The courts have traditionally kept their hands off the ethics rules and judicial conduct rules adopted by the states, but in recent years have nibbled away those rules.

Judge Jeffrey Sutton of the Cincinnati-based U.S. 6th Circuit Court of Appeals said banning campaign fundraising and party affiliations violated the First Amendment’s guarantee of free speech.

“Elections are elections, and the same First Amendment applies to all of them,” Sutton wrote for the three-judge panel.

In 2008, U.S. District Judge Karen Caldwell also threw out the Kentucky Judicial Conduct Commission’s rule against judicial candidates identifying themselves by party and raising money, but she upheld a ban on judicial candidates taking stands on specific issues.

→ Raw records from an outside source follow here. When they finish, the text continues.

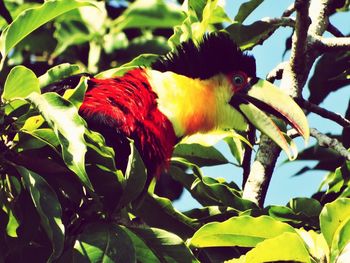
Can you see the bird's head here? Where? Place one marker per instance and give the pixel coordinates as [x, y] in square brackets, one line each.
[213, 85]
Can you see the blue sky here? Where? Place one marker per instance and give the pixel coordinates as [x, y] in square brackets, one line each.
[283, 186]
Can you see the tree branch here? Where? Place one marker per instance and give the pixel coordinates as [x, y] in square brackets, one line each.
[334, 31]
[294, 77]
[323, 112]
[332, 43]
[331, 143]
[255, 189]
[289, 11]
[5, 13]
[277, 72]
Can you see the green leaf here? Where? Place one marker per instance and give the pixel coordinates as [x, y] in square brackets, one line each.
[332, 216]
[285, 247]
[144, 253]
[69, 128]
[48, 208]
[108, 182]
[341, 240]
[199, 155]
[58, 73]
[244, 231]
[197, 6]
[327, 69]
[31, 19]
[143, 60]
[12, 224]
[19, 83]
[246, 9]
[265, 124]
[103, 242]
[249, 36]
[37, 139]
[149, 14]
[159, 212]
[315, 244]
[76, 95]
[307, 206]
[69, 33]
[135, 176]
[167, 246]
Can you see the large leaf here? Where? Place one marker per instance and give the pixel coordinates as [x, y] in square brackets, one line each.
[246, 9]
[103, 242]
[287, 247]
[58, 73]
[341, 240]
[31, 19]
[20, 82]
[199, 155]
[315, 244]
[337, 182]
[48, 208]
[149, 14]
[265, 124]
[244, 231]
[159, 212]
[135, 177]
[143, 60]
[166, 246]
[332, 216]
[144, 253]
[69, 128]
[325, 78]
[248, 36]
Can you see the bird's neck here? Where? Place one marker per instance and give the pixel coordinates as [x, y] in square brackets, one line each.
[192, 105]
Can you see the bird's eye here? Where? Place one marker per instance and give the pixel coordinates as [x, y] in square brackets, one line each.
[238, 80]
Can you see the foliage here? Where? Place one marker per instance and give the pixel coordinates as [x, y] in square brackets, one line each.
[61, 196]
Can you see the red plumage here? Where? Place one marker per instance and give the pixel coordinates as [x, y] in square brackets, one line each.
[127, 107]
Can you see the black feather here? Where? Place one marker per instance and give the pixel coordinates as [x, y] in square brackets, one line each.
[216, 53]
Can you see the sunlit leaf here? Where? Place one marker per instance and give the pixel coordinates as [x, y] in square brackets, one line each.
[246, 9]
[244, 231]
[103, 242]
[58, 73]
[31, 19]
[341, 239]
[247, 36]
[332, 216]
[143, 60]
[69, 128]
[20, 82]
[167, 246]
[48, 208]
[149, 14]
[285, 247]
[200, 155]
[135, 177]
[159, 212]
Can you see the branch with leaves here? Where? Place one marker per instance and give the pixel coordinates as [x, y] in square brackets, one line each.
[312, 20]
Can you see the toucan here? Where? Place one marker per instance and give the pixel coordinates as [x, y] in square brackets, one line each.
[198, 88]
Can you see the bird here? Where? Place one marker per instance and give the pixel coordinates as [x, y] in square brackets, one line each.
[201, 86]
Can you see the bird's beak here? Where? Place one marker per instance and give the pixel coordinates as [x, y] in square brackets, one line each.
[260, 97]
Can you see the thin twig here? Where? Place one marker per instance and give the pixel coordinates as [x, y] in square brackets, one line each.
[331, 143]
[332, 43]
[247, 158]
[334, 31]
[5, 13]
[289, 11]
[265, 160]
[323, 112]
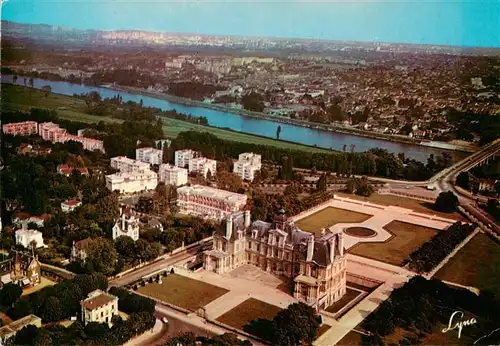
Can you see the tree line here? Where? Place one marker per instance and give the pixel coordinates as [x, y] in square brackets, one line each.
[375, 162]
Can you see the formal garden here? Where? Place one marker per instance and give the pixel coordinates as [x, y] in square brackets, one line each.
[328, 217]
[406, 238]
[182, 291]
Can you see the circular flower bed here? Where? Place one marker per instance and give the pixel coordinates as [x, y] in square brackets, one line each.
[360, 232]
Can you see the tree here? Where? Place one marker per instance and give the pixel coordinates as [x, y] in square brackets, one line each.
[125, 246]
[101, 256]
[107, 209]
[296, 325]
[463, 180]
[10, 294]
[446, 202]
[47, 89]
[321, 184]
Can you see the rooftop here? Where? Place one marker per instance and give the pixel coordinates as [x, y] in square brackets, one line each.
[211, 192]
[97, 299]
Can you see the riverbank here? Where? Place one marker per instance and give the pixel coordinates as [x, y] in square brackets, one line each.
[304, 123]
[21, 98]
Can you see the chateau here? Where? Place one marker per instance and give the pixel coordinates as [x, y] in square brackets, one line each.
[317, 264]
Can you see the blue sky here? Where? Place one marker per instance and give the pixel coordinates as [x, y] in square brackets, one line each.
[459, 22]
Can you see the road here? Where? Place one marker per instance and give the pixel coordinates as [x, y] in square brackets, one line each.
[151, 268]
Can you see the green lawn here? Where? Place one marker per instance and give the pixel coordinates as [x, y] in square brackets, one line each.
[251, 309]
[183, 292]
[477, 264]
[406, 238]
[328, 217]
[71, 108]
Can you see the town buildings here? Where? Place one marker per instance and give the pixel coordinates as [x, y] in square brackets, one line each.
[79, 249]
[209, 202]
[26, 237]
[10, 330]
[202, 166]
[53, 133]
[172, 175]
[182, 157]
[25, 128]
[247, 165]
[126, 225]
[134, 176]
[149, 155]
[316, 264]
[126, 165]
[132, 182]
[70, 205]
[25, 270]
[99, 307]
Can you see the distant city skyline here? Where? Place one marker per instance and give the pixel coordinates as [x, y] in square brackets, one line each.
[447, 22]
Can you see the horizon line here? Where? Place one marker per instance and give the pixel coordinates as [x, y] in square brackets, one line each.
[269, 37]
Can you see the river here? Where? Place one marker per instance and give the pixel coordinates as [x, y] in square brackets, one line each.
[251, 125]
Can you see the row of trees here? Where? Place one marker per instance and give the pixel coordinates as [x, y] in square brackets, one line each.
[375, 162]
[430, 254]
[421, 305]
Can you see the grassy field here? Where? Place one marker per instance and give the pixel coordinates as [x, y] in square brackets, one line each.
[251, 309]
[349, 296]
[476, 264]
[44, 283]
[328, 217]
[183, 292]
[409, 203]
[351, 338]
[71, 108]
[406, 238]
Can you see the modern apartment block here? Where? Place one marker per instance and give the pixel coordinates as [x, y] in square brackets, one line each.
[53, 133]
[149, 155]
[209, 202]
[130, 182]
[202, 166]
[24, 128]
[247, 165]
[182, 157]
[172, 175]
[126, 165]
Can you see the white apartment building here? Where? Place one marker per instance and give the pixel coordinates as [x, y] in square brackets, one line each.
[172, 175]
[99, 307]
[202, 165]
[182, 157]
[149, 155]
[25, 237]
[70, 205]
[126, 165]
[209, 202]
[247, 165]
[127, 225]
[130, 182]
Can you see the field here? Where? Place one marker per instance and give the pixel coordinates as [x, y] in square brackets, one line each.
[44, 283]
[328, 217]
[351, 338]
[183, 292]
[71, 108]
[476, 264]
[349, 296]
[406, 238]
[409, 203]
[251, 309]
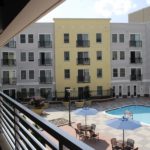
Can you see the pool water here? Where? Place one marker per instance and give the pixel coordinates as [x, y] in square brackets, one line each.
[140, 113]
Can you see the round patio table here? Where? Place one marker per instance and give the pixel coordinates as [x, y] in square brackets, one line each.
[85, 128]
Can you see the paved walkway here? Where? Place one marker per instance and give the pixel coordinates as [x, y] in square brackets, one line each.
[140, 135]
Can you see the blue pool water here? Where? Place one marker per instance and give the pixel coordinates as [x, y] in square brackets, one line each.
[140, 113]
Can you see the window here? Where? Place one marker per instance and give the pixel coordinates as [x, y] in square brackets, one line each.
[46, 93]
[99, 73]
[23, 74]
[122, 72]
[24, 92]
[121, 38]
[30, 38]
[66, 55]
[66, 38]
[23, 56]
[31, 74]
[31, 92]
[114, 55]
[31, 56]
[134, 37]
[122, 55]
[98, 37]
[99, 55]
[114, 38]
[115, 72]
[67, 73]
[99, 90]
[22, 38]
[45, 41]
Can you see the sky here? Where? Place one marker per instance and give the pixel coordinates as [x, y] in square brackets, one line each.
[116, 10]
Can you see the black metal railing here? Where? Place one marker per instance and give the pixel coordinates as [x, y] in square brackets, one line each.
[9, 81]
[83, 61]
[135, 43]
[24, 129]
[11, 44]
[135, 60]
[45, 80]
[83, 79]
[136, 77]
[83, 43]
[9, 62]
[45, 62]
[45, 44]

Judge Thomas B. Wiseman of the 6th Circuit said he would have upheld the ban on candidates professing a stand on specific issues. Wiseman said candidates know when such a stance has been taken and states can deal with those on a case-by-case basis.

“Is there any doubt about a commitment when a candidate professes to believe life begins at conception?” Wiseman wrote. “Is there any committed bias in favor of a political party when a candidate for judge states a ‘strong belief in the right to keep and bear arms’?”

James Bopp, a Terre Haute, Ind., attorney who represented the plaintiff, said the ruling brings judicial campaigns into line with other political races.

“It just seems absurd that, as I think the 6th Circuit found, that you would have campaigns for judicial office and candidates could not do things like this that are so basic to running for office,” Bopp said.

The decision could affect Ohio, where judicial candidates are barred from identifying a party affiliation after the primary election.

“It would certainly make it unenforceable,” Bopp said of Ohio’s rule. “That doesn’t mean they may not try to enforce it. But, it certainly makes it unenforceable.”

The Ohio Attorney General’s office filed a brief in the case seeking to uphold the state’s ban. Ted Hart, a spokesman for the Ohio Attorney General’s Office, said office is analyzing the decision and its possible impact on the state, even though the ruling didn’t directly address Ohio.

Former Kentucky Republican Party official Marcus Carey, who lost the 2006 race to Kentucky Supreme Court Justice Wil Schroeder, challenged Kentucky’s rule that said judicial candidates must not “intentionally or recklessly” make a statement that could be perceived “by a reasonable person” as committing them to rule a certain way on an issue they could hear.

The new rule was drafted after a judge struck down a previous one that prevented judicial candidates from making statements that “commit or appear to commit” to positions on cases they likely would hear.

Seven states, including Texas, Louisiana and Pennsylvania, already allow judicial candidates to run affiliated with a political party. Nine other states, including North Carolina, Oregon and Wisconsin, ban judges from running as politically affiliated. Fourteen states that elect or vote to retain judges have no comparable rule.

Certiorari  could be requested from U.S. Supreme Court for their consideration. It is also possible that the intermediary step of asking for an En Banc ruling of the entire 6th. Circuit might be considered.